Journalist Reza Valizadeh Pleads for Medical Help From Iran's Evin Prison

Iranian-American journalist Reza Valizadeh, who is being held in Iran's Evin Prison, has released a recording in which he details his and three other Americans' suffering from diseases and lack of medical care. He questioned the U.S. government for not negotiating for the release of American citizens held in Iran.
Journalist Reza Valizadeh Pleads for Medical Help From Iran's Evin Prison

Journalist Reza Valizadeh Pleads for Medical Help From Iran’s Evin Prison Iran’s quiet, back-channel diplomacy with Tehran is colliding with the desperate, public appeals of one of its own citizens, laying bare a stark gap between humanitarian rhetoric and real-world priorities.

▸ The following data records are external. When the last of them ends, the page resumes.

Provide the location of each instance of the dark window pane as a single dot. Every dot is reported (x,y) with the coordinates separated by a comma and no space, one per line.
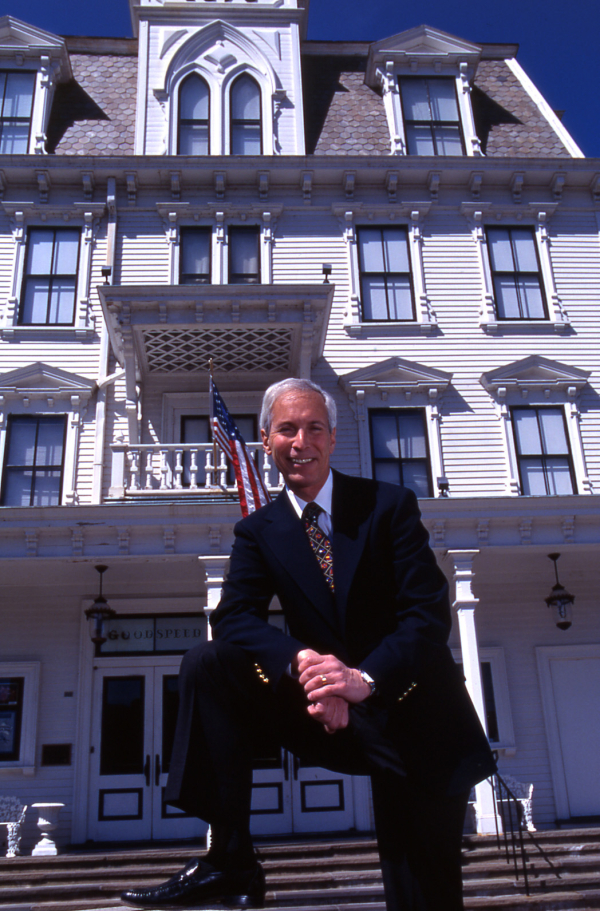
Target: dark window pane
(244,261)
(385,276)
(11,714)
(50,282)
(16,105)
(194,262)
(246,119)
(194,117)
(431,116)
(399,449)
(516,273)
(122,737)
(543,452)
(33,465)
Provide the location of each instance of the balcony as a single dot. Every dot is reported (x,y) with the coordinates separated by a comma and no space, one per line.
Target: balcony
(159,469)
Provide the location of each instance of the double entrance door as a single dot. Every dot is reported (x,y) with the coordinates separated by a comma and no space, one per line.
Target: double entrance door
(135,704)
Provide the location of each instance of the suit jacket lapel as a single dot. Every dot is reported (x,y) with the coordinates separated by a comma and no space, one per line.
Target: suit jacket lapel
(352,510)
(287,539)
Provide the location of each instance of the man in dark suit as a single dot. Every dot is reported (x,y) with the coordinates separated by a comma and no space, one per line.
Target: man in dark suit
(363,682)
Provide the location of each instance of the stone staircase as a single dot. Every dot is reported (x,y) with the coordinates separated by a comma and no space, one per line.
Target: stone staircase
(315,875)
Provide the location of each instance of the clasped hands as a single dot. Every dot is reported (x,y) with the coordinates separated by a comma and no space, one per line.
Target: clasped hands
(330,687)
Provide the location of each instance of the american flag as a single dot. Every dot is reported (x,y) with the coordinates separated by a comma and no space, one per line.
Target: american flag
(251,488)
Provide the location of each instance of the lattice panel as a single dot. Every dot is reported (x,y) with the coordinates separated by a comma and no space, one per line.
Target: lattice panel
(246,350)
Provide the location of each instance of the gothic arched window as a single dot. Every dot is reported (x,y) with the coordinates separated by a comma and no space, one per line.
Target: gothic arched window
(246,121)
(194,109)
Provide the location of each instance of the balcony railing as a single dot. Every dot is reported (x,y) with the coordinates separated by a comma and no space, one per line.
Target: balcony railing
(182,468)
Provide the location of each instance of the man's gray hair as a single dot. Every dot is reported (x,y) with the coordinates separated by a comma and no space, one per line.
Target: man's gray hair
(294,384)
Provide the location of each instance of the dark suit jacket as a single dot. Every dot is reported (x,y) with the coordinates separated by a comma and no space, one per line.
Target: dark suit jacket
(390,617)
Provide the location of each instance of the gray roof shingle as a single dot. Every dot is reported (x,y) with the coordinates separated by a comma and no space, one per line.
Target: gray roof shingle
(94,114)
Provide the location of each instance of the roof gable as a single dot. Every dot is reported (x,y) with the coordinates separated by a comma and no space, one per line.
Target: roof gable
(420,47)
(396,374)
(43,380)
(534,372)
(18,37)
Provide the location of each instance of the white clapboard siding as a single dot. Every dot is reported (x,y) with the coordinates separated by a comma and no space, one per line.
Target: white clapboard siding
(51,617)
(142,250)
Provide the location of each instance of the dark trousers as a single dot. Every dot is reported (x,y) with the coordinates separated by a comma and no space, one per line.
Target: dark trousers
(226,711)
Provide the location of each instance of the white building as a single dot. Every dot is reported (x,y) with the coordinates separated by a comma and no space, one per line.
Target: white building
(456,224)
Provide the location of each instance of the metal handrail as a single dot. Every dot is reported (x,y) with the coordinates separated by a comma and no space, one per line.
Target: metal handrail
(510,810)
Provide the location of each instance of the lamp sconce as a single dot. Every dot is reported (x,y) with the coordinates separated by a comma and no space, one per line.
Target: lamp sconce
(443,486)
(560,599)
(99,612)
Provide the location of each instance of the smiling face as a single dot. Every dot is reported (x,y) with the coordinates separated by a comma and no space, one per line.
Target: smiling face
(300,441)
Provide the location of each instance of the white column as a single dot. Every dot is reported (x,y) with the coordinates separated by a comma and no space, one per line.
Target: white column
(464,605)
(215,566)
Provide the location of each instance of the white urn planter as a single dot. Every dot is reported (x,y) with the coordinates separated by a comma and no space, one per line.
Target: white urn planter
(47,822)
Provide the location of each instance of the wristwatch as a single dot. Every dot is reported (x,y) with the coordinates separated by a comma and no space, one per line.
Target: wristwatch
(369,681)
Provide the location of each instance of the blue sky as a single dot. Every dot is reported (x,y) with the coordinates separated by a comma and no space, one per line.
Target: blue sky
(558,40)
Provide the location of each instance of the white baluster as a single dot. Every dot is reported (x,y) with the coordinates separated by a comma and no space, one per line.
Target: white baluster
(178,468)
(193,469)
(164,469)
(209,470)
(149,467)
(134,469)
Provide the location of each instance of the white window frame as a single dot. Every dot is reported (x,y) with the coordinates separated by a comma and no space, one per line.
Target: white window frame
(558,319)
(30,671)
(389,74)
(559,391)
(496,659)
(56,393)
(425,321)
(177,217)
(84,322)
(375,388)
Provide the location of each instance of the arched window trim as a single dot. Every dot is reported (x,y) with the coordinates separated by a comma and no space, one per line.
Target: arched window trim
(179,120)
(245,73)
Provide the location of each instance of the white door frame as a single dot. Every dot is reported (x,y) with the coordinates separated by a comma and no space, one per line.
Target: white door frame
(544,655)
(87,661)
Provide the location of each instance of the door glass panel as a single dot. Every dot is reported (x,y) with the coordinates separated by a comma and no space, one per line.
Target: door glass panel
(169,719)
(122,736)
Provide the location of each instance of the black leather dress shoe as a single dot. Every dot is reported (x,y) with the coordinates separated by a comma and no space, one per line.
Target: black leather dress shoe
(199,883)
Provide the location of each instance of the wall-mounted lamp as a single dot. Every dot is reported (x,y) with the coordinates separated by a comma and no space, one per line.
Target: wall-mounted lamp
(443,486)
(560,599)
(99,612)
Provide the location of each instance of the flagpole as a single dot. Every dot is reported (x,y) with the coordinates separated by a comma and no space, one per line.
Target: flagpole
(212,433)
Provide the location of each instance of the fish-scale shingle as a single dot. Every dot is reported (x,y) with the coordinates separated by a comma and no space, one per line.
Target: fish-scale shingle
(508,121)
(343,116)
(94,114)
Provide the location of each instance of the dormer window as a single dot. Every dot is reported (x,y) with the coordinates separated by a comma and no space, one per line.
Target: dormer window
(246,120)
(16,90)
(194,116)
(431,116)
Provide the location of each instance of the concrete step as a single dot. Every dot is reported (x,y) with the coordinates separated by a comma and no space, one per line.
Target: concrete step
(323,875)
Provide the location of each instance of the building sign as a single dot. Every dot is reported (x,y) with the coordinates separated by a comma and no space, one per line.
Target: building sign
(167,635)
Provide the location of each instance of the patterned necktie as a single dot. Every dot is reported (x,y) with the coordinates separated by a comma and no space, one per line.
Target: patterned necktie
(319,541)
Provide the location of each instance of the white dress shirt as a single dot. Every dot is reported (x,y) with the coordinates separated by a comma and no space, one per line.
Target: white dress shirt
(323,499)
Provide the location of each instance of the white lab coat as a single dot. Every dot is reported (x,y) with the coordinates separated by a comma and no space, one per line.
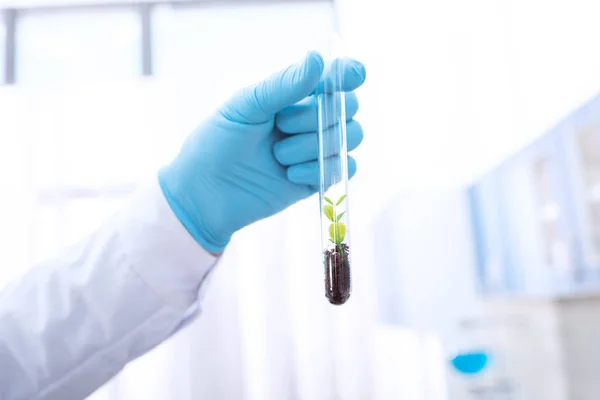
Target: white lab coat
(72,323)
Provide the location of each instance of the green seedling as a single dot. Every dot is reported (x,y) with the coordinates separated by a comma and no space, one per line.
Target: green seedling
(337,229)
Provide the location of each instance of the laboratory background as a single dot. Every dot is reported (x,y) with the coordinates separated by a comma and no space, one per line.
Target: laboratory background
(475,211)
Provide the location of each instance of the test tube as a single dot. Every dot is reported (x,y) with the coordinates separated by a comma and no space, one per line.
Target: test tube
(333,184)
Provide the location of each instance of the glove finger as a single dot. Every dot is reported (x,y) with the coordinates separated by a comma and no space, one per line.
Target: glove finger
(259,103)
(308,173)
(342,74)
(302,116)
(304,147)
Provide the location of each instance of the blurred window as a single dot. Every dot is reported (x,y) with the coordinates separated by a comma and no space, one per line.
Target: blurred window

A Prisoner’s View: Human Lives as Missed Leverage

From a cell in Evin Prison, Iranian-American journalist Reza Valizadeh accuses Washington of squandering leverage when it allowed the release or transfer of around 20 Iranian sailors without securing anything for Americans held in Iran. In a two‑minute recording, he argues that the U.S. government “could have demanded our exchange in return” and, failing that, at least demanded proper medical treatment and a reduction in “physical pressure and mental torture against us in captivity.”

Valizadeh says he and three other Americans are suffering from “various diseases” and “are deprived from real medical services,” turning what might otherwise be an abstract diplomatic trade into a concrete indictment of U.S. negotiating choices.

Advocates’ Perspective: Survival and Visibility

His lawyer, Ryan Fayhee, underscores the severity of Valizadeh’s condition, saying his client has struggled to speak without coughing since fires triggered by an Israeli airstrike on Evin Prison and now lives with chronic back pain and dental problems. Fayhee frames Valizadeh’s public plea as a last-resort act of professional principle: “As for being a journalist, he doesn’t have much to lose here in reaching out … and asking me, directing me, in fact, as his lawyer, to share his words with the American public.”

U.S. Strategy: Hostages as a Separate Track

U.S. officials acknowledge at least six Americans are detained in Iran, but sources say none are slated for release under the current truce talks, which prioritize ending fighting and restarting nuclear negotiations before handling hostages on a “separate track.” That sequencing directly contradicts Valizadeh’s expectation that U.S. power should first secure its citizens’ safety.

The contrast is stark: for Valizadeh and his advocates, each diplomatic concession not tied to detainee relief is a moral failure; for U.S. strategists, hostages remain one component of a broader geopolitical bargain—just not the first.